Helios: An extremely low power event-based gesture recognition for always-on smart eyewear
Prarthana Bhattacharyya, Joshua Mitton, Ryan Page, Owen Morgan, Ben Menzies, Gabriel Homewood, Kemi Jacobs, Paolo Baesso, David Trickett, Chris Mair, Taru Muhonen, Rory Clark, Louis Berridge, Richard Vigars, Iain Wallace
TL;DR
Helios delivers an ultra-low-power, on-device, event-based hand gesture recognition system for always-on smart eyewear by leveraging a compact 3mm×4mm/20mW event camera and a CNN running on a Nano UltraLite to achieve <350mW total power, 60 ms latency, and 91% accuracy across seven gestures. The system processes sparse event streams into time-surface representations and uses a two-stage CNN to first locate the hand and then classify microgestures, trained with a synthetic ESIM-generated dataset and validated with real user tests (n=20).

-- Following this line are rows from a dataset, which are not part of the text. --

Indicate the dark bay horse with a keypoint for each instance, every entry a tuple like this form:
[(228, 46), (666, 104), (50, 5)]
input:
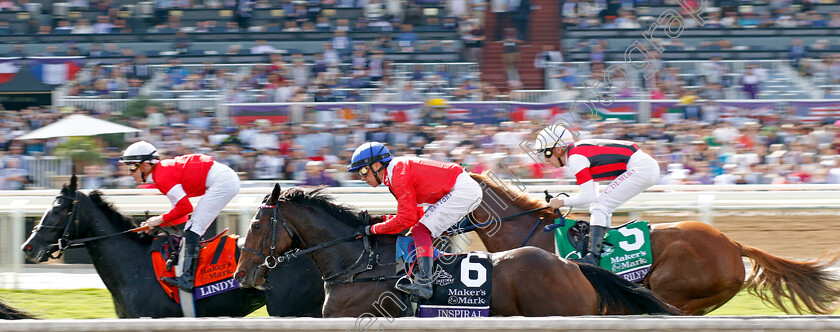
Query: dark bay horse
[(359, 271), (124, 263), (696, 268)]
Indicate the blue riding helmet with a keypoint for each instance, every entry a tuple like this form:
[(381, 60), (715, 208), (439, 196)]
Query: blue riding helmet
[(367, 154)]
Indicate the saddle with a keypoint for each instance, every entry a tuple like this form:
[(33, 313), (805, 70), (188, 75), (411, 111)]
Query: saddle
[(216, 265), (461, 283), (626, 249)]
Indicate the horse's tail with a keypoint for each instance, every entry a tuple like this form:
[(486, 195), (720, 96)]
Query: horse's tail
[(624, 297), (809, 286), (9, 312)]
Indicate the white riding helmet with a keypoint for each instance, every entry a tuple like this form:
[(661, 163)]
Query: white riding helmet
[(554, 136), (140, 152)]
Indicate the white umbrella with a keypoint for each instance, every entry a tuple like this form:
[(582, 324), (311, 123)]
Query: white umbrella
[(77, 125)]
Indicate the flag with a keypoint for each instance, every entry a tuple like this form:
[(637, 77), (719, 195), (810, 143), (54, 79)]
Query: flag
[(54, 70), (8, 69)]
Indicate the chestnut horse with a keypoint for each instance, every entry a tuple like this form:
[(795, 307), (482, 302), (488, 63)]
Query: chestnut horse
[(696, 268), (360, 270)]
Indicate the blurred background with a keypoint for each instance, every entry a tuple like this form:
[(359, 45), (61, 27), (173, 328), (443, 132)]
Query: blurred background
[(724, 92)]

Key innovations include time-surface representations with exponential weighting, a dual-loss training scheme combining bounding-box and gesture losses, and a low-latency inference pipeline suitable for eyewear form factors. The results demonstrate robust performance under ego-motion, enabling ergonomic, private, and responsive interaction for AR glasses, with scalable paths to additional gestures and further power optimizations.
Abstract
This paper introduces Helios, the first extremely low-power, real-time, event-based hand gesture recognition system designed for all-day on smart eyewear. As augmented reality (AR) evolves, current smart glasses like the Meta Ray-Bans prioritize visual and wearable comfort at the expense of functionality. Existing human-machine interfaces (HMIs) in these devices, such as capacitive touch and voice controls, present limitations in ergonomics, privacy and power consumption. Helios addresses these challenges by leveraging natural hand interactions for a more intuitive and comfortable user experience. Our system utilizes a extremely low-power and compact 3mmx4mm/20mW event camera to perform natural hand-based gesture recognition for always-on smart eyewear. The camera's output is processed by a convolutional neural network (CNN) running on a NXP Nano UltraLite compute platform, consuming less than 350mW. Helios can recognize seven classes of gestures, including subtle microgestures like swipes and pinches, with 91% accuracy. We also demonstrate real-time performance across 20 users at a remarkably low latency of 60ms. Our user testing results align with the positive feedback we received during our recent successful demo at AWE-USA-2024.